Ex: https://www.geopolitica.ru/article/ideya-sila-rossiysko-belorusskogo-edinstva

En appliquant la doctrine géopolitique de Carl Schmitt, le processus de rapprochement Russie-Biélorussie que nous pouvons observer aujourd'hui, bien qu'à très faible vitesse, est la création d'un "Grand espace" (Großraum) - une alliance volontaire de plusieurs pays s'efforçant d'affirmer collectivement leur souveraineté. L'union des Etats en un seul bloc devient une "idée-puissance" (concept de G. Sorel).
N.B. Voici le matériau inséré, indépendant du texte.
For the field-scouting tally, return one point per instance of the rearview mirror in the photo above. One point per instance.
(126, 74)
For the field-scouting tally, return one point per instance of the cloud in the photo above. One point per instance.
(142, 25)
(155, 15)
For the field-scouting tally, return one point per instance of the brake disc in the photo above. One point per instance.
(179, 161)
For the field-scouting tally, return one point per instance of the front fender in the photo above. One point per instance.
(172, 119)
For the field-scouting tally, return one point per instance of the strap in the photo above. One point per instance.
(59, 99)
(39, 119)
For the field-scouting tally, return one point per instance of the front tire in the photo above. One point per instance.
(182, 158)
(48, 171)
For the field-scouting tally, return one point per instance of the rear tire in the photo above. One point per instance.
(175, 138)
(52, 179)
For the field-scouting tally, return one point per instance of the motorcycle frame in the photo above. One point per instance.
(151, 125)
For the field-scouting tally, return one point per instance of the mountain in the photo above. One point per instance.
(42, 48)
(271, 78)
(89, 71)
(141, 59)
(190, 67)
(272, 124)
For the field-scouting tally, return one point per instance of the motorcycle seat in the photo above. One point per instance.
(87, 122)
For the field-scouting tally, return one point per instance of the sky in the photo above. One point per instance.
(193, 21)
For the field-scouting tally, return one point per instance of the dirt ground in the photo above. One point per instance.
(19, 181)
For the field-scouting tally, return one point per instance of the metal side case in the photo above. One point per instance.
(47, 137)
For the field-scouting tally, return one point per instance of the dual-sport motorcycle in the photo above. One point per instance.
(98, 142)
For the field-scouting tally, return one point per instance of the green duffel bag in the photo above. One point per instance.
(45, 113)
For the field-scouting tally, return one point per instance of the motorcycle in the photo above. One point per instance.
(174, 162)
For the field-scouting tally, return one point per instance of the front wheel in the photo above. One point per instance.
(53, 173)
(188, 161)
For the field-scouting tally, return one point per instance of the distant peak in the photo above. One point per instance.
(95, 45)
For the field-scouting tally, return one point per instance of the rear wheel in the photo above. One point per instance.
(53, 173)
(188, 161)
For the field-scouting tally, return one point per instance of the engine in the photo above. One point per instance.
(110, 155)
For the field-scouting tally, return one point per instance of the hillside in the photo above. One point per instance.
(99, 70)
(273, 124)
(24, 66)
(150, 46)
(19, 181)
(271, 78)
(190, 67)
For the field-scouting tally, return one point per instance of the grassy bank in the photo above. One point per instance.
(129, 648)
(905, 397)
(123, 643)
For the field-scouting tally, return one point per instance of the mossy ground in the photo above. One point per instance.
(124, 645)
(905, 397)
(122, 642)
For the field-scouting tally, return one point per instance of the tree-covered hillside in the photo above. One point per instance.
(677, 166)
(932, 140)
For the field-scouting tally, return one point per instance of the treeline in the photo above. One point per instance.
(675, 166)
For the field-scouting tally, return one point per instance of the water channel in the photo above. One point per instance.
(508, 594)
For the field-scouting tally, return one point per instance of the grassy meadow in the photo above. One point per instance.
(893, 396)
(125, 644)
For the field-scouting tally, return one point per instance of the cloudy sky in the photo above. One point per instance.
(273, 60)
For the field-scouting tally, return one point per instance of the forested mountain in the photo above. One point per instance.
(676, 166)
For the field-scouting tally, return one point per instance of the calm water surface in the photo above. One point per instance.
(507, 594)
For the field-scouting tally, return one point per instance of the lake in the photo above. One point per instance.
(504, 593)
Le 16 septembre, les manœuvres stratégiques des forces armées de Russie et de Biélorussie, baptisées "Ouest-2021" (Zapad-2021), se sont achevées avec la participation d'environ 200.000 militaires de Russie, de Biélorussie, ainsi que d'Inde, du Kazakhstan, de Kirghizie et de Mongolie. Un article du chroniqueur de la rubrique National Security, Mark Episcopos, publié dans la revue néoconservatrice américaine The National Interest, note que l'exercice démontre l'approfondissement des liens militaires entre la Russie et le Belarus. "Cela intervient à un moment où le président Lukashenko, qui se trouve dans une position difficile, subit une pression accrue des sanctions", note Episcopos.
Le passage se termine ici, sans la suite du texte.